16. The computer system of claim 10, wherein detecting the security event comprises:
processing each encoding for each event data item using a second ML model to generate a respective vector representation;
selecting a latent vector for each vector representation based on a distance between the respective vector representations and the selected latent vector;
determining an entropy for each of the selected latent vectors; and
determining the security event based at least in part on the entropy determined for at least one of the selected latent vectors.
17. A non-transitory computer-readable storage medium storing one or more programs configured to be executed by one or more processors of a computer system, the one or more programs including instructions for:
obtaining a plurality of event data items corresponding to a plurality of events;
processing each event data item of the plurality of event data items using a first machine learning (ML) model to generate an encoding for each corresponding event data item;
detecting a security event based at least in part on the generated encodings, wherein the detecting comprises:
processing each encoding for each event data item using a second ML model to generate a classification of whether the event is fraudulent, and
determining the security event based at least in part on at least some of the classifications; and
in response to detecting the security event, adjusting an event processing rate.
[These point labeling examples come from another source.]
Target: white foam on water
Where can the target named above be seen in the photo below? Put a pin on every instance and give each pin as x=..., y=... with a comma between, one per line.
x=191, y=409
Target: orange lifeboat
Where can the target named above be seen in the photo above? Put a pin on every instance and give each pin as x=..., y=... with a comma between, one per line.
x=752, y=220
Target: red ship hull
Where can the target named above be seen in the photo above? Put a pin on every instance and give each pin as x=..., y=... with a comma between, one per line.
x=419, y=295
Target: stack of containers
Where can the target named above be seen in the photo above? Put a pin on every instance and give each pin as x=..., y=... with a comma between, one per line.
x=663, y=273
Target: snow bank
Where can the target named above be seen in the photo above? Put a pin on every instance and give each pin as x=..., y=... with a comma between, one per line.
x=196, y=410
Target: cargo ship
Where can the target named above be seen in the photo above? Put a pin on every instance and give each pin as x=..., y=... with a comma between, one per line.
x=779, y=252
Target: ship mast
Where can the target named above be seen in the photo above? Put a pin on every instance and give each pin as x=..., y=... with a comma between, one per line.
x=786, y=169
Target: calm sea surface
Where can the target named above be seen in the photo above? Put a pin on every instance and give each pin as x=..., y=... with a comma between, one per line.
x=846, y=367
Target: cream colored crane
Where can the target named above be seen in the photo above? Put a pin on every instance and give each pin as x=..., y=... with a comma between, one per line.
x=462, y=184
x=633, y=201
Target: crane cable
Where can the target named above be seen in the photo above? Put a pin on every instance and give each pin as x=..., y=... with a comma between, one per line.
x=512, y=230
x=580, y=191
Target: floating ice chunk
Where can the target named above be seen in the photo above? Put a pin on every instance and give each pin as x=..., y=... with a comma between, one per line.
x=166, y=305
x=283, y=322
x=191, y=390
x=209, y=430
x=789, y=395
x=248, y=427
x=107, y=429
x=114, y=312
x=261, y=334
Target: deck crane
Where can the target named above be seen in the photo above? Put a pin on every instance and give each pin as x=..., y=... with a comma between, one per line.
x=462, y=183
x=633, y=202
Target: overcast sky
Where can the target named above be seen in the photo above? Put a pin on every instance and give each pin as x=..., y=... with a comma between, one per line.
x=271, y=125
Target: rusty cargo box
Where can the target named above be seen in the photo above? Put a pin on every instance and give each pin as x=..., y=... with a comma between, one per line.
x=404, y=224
18. The non-transitory computer-readable storage medium of claim 17, wherein each event is associated with a timestamp, and wherein the classification of a subsequent event is based on the encoding generated for a prior event of the plurality of events based on timestamps associated with the corresponding event.
19. The non-transitory computer-readable storage medium of claim 17, wherein the first ML model is a generative model and wherein training the first ML model comprises:
preparing an event dataset comprising of a plurality of training samples, wherein each training sample comprises a first set of training features and a second set of training features, and wherein each training sample is associated with a training timestamp and a training label indicating whether the training sample corresponds to a fraudulent event;
processing the first set of training features using the first ML model to generate a second set of predicted training features;
processing the first set of training features and the second set of predicted training features using the first ML model to generate a first encoding;
processing the first set of training features and the second set of training features using the first ML model to generate a second encoding; and
adjusting a plurality of parameters of the first ML model based on the first encoding and the second encoding.
20. The non-transitory computer-readable storage medium of claim 19, wherein the second ML is a classification model and wherein training the second ML model comprises:
processing the first set of training features and the second set of predicted training features using the first ML model to generate a third encoding;
processing the third encoding using a second ML model to generate a predicted classification indicating whether the training sample corresponds to a fraudulent event; and
adjusting a plurality of parameters of the second ML model based on the predicted classification and the training label associated with the training sample.